Everybody knows that dietary fiber is important in regulating blood sugar, and several studies have suggested that dietary fiber can help most of us lower our risk of type 2 diabetes. We also know that fiber helps to regulate the passage of food through our digestive tract, slowing down the release of simple sugars from the carb-containing foods that we eat. But since type 2 diabetes is currently considered to be a disease closely related to inflammation, researchers have begun to wonder about the inflammation-related properties of fiber. Can fiber from our food lower our risk of excessive inflammation? Just how much fiber does it take to do that? And are some kinds of fiber better than others?

Researchers in the Department of Primary Care and Population Health, University College Medical School in London, UK examined the diets of 4,252 men who were participants in the British Regional Heart Study. It was the 20th year that these men had participated in follow-up studies since becoming study participants in 1980! Inflammatory blood markers, including interleukin-6 (IL-6) and C-reactive protein (CRP) were measured to get a sense of inflammatory balance. Diet diaries provided the needed information on fiber intake.

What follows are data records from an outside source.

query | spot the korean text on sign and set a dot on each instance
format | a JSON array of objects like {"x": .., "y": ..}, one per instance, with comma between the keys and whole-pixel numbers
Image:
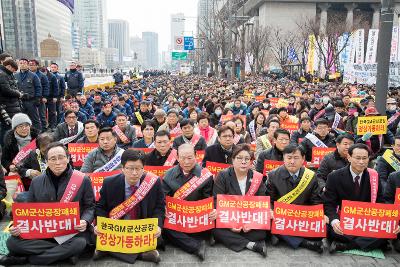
[
  {"x": 79, "y": 152},
  {"x": 253, "y": 212},
  {"x": 97, "y": 179},
  {"x": 46, "y": 220},
  {"x": 369, "y": 219},
  {"x": 216, "y": 167},
  {"x": 375, "y": 125},
  {"x": 318, "y": 153},
  {"x": 188, "y": 216},
  {"x": 297, "y": 220},
  {"x": 269, "y": 165},
  {"x": 158, "y": 170},
  {"x": 126, "y": 236}
]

What the researchers discovered was the existence of clear trends toward lower inflammation and lower risk of type 2 diabetes as fiber intake increased. However, these trends were only noted at a level of 20 grams of daily fiber or higher. In fact, the rate of type 2 diabetes was almost 50% higher in men who consumed less than 20 grams of fiber per day as compared to men who consumed more than 31 grams. While vegetable/fruit fiber and cereal grain fiber were both found to reduce risk of type 2 diabetes, vegetable/fruit fiber was determined to do a better job in this regard.

The connection between fiber and inflammation is very likely to involve intestinal bacteria. Several types of fiber can be consumed by bacteria in the lower intestine and converted into a short chain fatty acid called butyric acid. Not only can this fatty acid be used for energy by cells in the lower intestine, but it can also block inflammatory responses. It's interesting to see that the inflammatory benefits of fiber might require about 20 grams of fiber per day since that level is higher than the average fiber intake for U.S. adults (about 15 grams). But 20 grams of fiber is definitely not difficult to achieve in a diet based on whole, natural foods like the World's Healthiest Foods.

WHFoods Recommedations

In order for us to reap the full health benefits of dietary fiber-including its anti-inflammatory benefits-we may need a threshold amount of fiber in the range of 20 grams per day. It's not that smaller amounts will provide us with no benefit! It's that when it comes to fiber, every little bit helps. But we may need to set our sights upward in the range of 30 grams of daily fiber or more to get optimal fiber benefits-including the anti-inflammatory ones.

Getting that much fiber each day isn't really that challenging if you adopt the World's Healthiest Foods as the foundation of your Healthiest Way of Eating. Just think if you enjoyed a meal that featured one cup each of lentils, brown rice, broccoli, and winter squash topped with some fresh or dried herbs, you'd reach your 30 gram fiber goal.